Problems with searching using regular expressions

166 views
Skip to first unread message

Yury Dubinsky

unread,
Feb 28, 2024, 11:00:15 PM2/28/24
to scite-interest
Hello, Neil,
I found a few problems with regular expression searches in Scite when I was trying to quickly bookmark and remove all the blank lines in a file. (There's nothing special about the file, but I've attached it for convenience.) I am talking about the following expressions: empty and blank lines - ^$ ,^\s*$ and just demos: ^.*$ , ,$ , ^
Here are the facts found.
1. Applies to Scite starting from 4.05.
  • " Find Next" does not work with ^$ , ^.*$ $ , after the first found occurrence.
  •  With ^\s*$ "Find Next" works for blank lines, but stops at the empty line (*$). See attached screenshot 1. Find Next stopped on line 3.
  •  For all the expressions mentioned, Scite can "Bookmark All", however there is another problem mentioned in item 3.
2. Applies to Scite older than 4.05. "Find Next" works well with all of the expressions above except ^. Here, "Find Next" works on empty strings (^$), but does not work after non-empty strings.
3. Affects any version of Scite, problem with "Bookmark All" using one of the expressions above. Scite does not bookmark all the required lines. See attached screenshots 2 and 3. (My intention was to bookmark all empty lines using ^$ in the attached file.) The behaviour is strange. For example, when we scroll to the bottom of an attached file and call "bookmark all" with ^$, the top lines will not be marked. The number of lines with bookmarks depends on the scroll position when calling “Bookmark All”. (It is possible to bookmark all the lines. We need to scroll through the file and use the command again and again. But this requires a lot of attention.)
I don't thing this issue is a priority. There are often many other editors around. But I use SciTE on remote servers where the software installation policy is very strict. Then I only have Scite.
I've never looked into Scite's implementation of regular expressions. Before looking, I would like to check with you.
Thanks,
 Yury
Screenshot3.png
copy-output-count1.txt
Screenshot1.png
Screenshot2.png

Neil Hodgson

unread,
Feb 29, 2024, 4:36:01 PM2/29/24
to scite-interest
Hi Yury,
> • " Find Next" does not work with ^$ , ^.*$ , $ , ^ after the first found occurrence.

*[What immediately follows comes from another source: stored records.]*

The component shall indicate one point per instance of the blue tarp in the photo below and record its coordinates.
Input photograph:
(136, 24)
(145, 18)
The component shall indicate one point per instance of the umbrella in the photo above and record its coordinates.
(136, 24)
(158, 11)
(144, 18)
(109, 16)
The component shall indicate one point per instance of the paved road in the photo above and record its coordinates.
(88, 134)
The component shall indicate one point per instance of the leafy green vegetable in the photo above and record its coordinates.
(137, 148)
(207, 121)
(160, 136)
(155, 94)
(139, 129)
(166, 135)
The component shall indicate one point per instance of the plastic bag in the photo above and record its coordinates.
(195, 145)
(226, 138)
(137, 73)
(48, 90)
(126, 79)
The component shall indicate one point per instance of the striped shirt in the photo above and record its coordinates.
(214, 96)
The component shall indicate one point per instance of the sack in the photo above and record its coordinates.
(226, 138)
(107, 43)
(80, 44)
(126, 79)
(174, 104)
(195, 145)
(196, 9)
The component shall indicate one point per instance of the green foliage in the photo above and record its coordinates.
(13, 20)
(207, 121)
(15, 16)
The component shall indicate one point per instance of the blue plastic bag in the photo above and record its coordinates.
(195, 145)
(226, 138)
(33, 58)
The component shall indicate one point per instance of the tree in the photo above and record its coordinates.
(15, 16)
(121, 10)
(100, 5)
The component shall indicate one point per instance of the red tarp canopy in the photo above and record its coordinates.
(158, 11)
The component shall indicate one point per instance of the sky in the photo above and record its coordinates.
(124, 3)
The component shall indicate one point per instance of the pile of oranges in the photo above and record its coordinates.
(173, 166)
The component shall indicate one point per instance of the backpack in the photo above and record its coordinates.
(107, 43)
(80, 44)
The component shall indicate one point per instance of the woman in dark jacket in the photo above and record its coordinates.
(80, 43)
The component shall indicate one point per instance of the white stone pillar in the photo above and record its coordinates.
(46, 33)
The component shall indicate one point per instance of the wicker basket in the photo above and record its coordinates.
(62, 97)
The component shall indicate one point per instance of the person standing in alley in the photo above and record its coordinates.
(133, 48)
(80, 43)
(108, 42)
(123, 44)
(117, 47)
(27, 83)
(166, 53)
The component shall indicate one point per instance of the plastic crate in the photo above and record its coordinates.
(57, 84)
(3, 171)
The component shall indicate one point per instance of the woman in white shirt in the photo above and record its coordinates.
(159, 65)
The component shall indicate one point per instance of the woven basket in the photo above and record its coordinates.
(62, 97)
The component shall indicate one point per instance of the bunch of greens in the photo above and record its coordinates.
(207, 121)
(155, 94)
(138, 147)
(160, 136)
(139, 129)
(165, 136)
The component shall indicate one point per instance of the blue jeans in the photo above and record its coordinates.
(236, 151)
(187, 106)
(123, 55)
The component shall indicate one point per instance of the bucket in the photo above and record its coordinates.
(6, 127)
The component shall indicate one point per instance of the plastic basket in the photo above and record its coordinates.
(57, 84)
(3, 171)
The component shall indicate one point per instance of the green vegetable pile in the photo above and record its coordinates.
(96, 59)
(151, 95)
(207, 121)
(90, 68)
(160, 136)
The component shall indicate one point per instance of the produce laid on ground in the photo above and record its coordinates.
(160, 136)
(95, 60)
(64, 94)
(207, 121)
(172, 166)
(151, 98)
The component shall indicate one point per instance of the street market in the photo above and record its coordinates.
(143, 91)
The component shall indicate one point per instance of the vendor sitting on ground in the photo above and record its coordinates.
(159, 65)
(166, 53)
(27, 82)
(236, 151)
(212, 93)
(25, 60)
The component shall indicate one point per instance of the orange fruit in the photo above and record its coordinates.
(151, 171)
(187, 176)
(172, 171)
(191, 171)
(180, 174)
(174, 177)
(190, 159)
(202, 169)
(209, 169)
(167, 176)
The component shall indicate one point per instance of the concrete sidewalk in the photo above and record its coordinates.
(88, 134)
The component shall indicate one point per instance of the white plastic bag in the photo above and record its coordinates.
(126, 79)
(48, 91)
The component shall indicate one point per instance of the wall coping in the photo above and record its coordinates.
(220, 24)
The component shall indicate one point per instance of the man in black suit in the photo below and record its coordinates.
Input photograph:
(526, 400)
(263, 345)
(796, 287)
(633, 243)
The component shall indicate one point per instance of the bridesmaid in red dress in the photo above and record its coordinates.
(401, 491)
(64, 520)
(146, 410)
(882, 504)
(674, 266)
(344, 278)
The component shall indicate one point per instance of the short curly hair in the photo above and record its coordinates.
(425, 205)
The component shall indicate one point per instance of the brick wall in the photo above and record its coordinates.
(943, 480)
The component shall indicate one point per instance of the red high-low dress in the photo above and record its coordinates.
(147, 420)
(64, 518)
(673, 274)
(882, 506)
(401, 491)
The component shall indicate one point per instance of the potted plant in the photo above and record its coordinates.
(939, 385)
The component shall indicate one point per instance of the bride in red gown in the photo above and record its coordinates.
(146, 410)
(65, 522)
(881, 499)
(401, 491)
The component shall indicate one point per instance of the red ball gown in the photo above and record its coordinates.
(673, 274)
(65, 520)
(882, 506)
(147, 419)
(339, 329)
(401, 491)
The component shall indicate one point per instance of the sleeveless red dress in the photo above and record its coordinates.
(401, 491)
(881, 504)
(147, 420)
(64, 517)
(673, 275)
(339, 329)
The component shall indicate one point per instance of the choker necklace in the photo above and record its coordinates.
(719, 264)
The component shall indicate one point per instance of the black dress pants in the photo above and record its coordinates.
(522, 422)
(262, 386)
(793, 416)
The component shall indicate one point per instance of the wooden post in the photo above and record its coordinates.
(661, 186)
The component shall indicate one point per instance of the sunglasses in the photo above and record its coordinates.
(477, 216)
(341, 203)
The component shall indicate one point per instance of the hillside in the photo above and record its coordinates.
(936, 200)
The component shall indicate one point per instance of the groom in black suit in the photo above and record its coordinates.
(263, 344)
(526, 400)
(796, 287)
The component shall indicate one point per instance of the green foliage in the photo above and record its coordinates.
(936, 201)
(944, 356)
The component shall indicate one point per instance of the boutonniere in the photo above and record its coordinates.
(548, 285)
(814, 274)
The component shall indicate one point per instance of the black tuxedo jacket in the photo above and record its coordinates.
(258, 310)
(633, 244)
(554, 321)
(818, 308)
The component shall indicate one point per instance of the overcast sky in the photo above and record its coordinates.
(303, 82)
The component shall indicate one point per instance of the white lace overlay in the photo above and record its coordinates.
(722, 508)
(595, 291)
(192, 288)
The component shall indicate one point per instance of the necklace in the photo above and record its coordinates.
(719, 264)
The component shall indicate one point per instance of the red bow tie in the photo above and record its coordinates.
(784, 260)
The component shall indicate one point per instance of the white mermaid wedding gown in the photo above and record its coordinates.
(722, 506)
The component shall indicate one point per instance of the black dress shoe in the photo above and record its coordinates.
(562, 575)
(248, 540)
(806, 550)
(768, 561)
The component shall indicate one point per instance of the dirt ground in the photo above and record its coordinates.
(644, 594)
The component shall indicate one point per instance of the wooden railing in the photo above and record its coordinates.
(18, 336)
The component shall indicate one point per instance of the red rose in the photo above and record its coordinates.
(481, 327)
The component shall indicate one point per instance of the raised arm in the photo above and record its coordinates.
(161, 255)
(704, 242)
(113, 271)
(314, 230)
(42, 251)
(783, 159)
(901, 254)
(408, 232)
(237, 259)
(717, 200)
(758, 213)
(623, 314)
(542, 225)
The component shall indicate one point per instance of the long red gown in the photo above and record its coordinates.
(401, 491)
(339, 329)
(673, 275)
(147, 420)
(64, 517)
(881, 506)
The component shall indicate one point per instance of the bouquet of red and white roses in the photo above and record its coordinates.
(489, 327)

This isn't about regular expressions matching, its about handling empty matches where SciTE's behaviour is poor.

When there is a simple caret (empty selection) at the start of a non-empty line, then searching for ^. should find and select the first character. So SciTE asks the regular expression code to search from the end of the selection (in this case the caret) to the end of file and returns start-of-line extending for 1 character.

If you try the same thing for ^$ when at the start of an empty line, the regular expression code returns start-of-line extending for 0 characters which is also a valid response. It can't treat an empty match as wrong since that is precisely what you are seeking.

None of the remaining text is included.